All’interno del mondo scolastico, insegnare il coding e il pensiero computazionale è ormai imprescindibile: la società in cui viviamo sarà sempre più tecnologica e informatizzare le nuove generazioni diventa fondamentale, non solo per governare le macchine e comprenderne meglio il funzionamento, ma anche per pensare in maniera critica, in un’ottica di cooperazione e problem solving, e dunque di crescita umana e professionale.

Per questi motivi la L.107/15 e le recenti Indicazioni Nazionali (27/02/2018) impongono ai docenti di insegnare il coding e il pensiero computazionale in aula, partendo fin dalla scuola primaria, con l’obiettivo di implementare le competenze digitali di ogni alunno e permettergli di sviluppare l’abilità di programmare e di conseguenza il pensiero logico.
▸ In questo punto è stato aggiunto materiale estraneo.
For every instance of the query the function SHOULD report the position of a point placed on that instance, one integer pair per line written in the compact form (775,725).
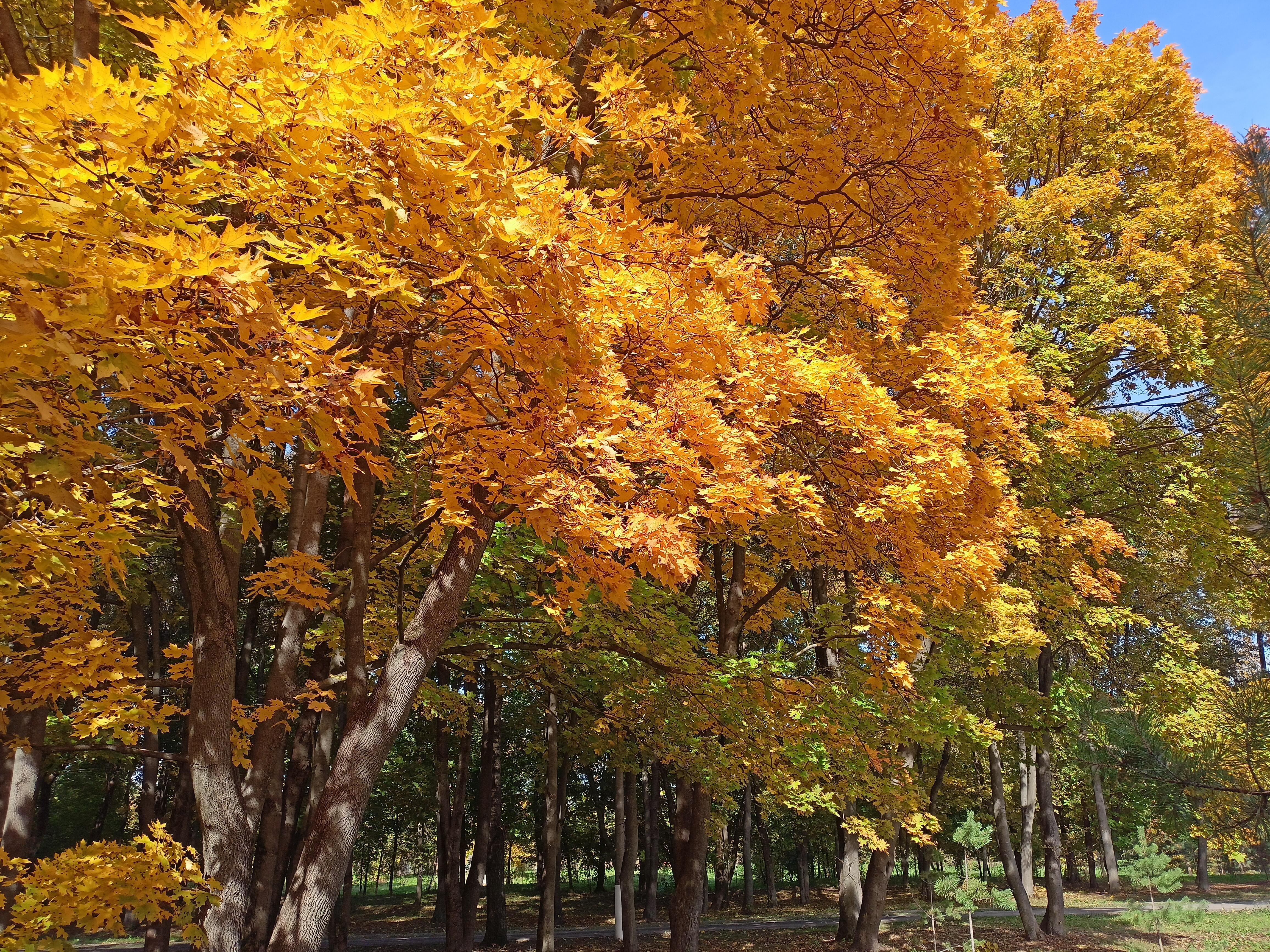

Il Piano nazionale della scuola digitale (PNSD) serve a dare un’accelerata alla diffusione del coding nelle scuole e rendere gli insegnanti padroni dei nuovi linguaggi utili ai fini della didattica.

L’attestato di frequenza al corso è valido per la formazione obbligatoria (DIR. 170/2016) per il personale scolastico. Il percorso è acquistabile con Carta del Docente ed è presente su piattaforma S.O.F.I.A. con il codice identificativo 43022.

L’attestato di certificazione è regolarmente inserito in tutti i concorsi e le selezioni pubbliche e private per cui si prevede attribuzione di punteggio a titoli informatici.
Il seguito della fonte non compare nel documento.